Pryor Cashman Client Wins Summary Judgment Appeal in Care One Case
Pryor Cashman Partner David Rose, with the assistance of Associate Jacob Orgel, successfully argued an appeal before the Superior Court of New Jersey, Appellate Division, on behalf of client and noted health care executive Jeffrey Rubin in Care One. LLC, et al v. Adina Strauss and Jeffrey Rubin.
The matter concerned an attempt by Care One, LLC to repurchase membership interests in the company at depressed values and the proper valuation standard to be used “for determining the amount to be paid when removing members through a purchase of their membership interests.”
The court reversed as erroneous the decision of the Superior Court, Chancery Division in favor of the Care One parties, and affirmatively granted summary judgment in favor of Mr. Rubin on his breach of contract claim, determining that Care One was obligated to pay “fair value” not the lesser amount of “fair market value” for Mr. Rubin’s interest in the company.
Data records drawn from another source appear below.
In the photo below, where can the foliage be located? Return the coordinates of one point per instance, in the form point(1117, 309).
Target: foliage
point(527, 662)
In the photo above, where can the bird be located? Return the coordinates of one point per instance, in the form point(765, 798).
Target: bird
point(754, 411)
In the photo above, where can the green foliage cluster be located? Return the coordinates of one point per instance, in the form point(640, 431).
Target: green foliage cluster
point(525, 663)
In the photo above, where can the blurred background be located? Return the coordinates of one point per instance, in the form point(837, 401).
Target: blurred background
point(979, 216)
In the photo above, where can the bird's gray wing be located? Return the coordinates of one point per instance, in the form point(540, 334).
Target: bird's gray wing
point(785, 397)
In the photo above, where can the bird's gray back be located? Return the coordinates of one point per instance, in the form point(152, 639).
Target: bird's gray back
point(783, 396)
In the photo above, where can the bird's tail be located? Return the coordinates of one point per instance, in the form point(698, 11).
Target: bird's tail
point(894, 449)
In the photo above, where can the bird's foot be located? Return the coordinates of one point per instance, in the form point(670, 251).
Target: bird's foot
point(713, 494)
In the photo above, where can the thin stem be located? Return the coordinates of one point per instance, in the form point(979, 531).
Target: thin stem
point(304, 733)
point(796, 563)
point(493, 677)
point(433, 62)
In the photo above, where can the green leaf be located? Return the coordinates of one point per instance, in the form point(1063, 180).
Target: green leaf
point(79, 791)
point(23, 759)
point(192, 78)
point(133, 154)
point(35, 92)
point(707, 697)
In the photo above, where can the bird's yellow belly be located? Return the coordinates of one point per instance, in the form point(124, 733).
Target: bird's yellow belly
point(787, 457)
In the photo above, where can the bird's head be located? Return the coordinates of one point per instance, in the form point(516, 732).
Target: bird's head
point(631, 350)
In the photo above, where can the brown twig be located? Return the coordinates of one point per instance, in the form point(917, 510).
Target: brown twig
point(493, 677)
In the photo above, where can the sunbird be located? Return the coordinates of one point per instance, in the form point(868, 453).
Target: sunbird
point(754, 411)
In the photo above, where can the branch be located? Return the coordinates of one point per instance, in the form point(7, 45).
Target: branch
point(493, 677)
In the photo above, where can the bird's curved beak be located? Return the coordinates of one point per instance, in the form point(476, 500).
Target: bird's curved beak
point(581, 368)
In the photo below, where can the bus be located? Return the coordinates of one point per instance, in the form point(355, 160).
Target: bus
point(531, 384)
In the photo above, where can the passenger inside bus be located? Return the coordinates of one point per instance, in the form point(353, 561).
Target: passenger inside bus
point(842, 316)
Read the full decision using the link below.
The impact and effects of this case are significant for companies operating as Delaware limited liability companies (LLCs), as well as for investment funds structured using LLCs, establishing under Delaware statutory and decisional law, that when the operating agreement of a member-managed LLC is silent on compensation to removed members, the members must be compensated based on the “fair value” of their interests, and not based on the lesser standard of “fair market value.” The decision also makes clear that removed LLC members must receive “fair value” for their interests regardless of whether they are an active manager of the LLC or a passive member.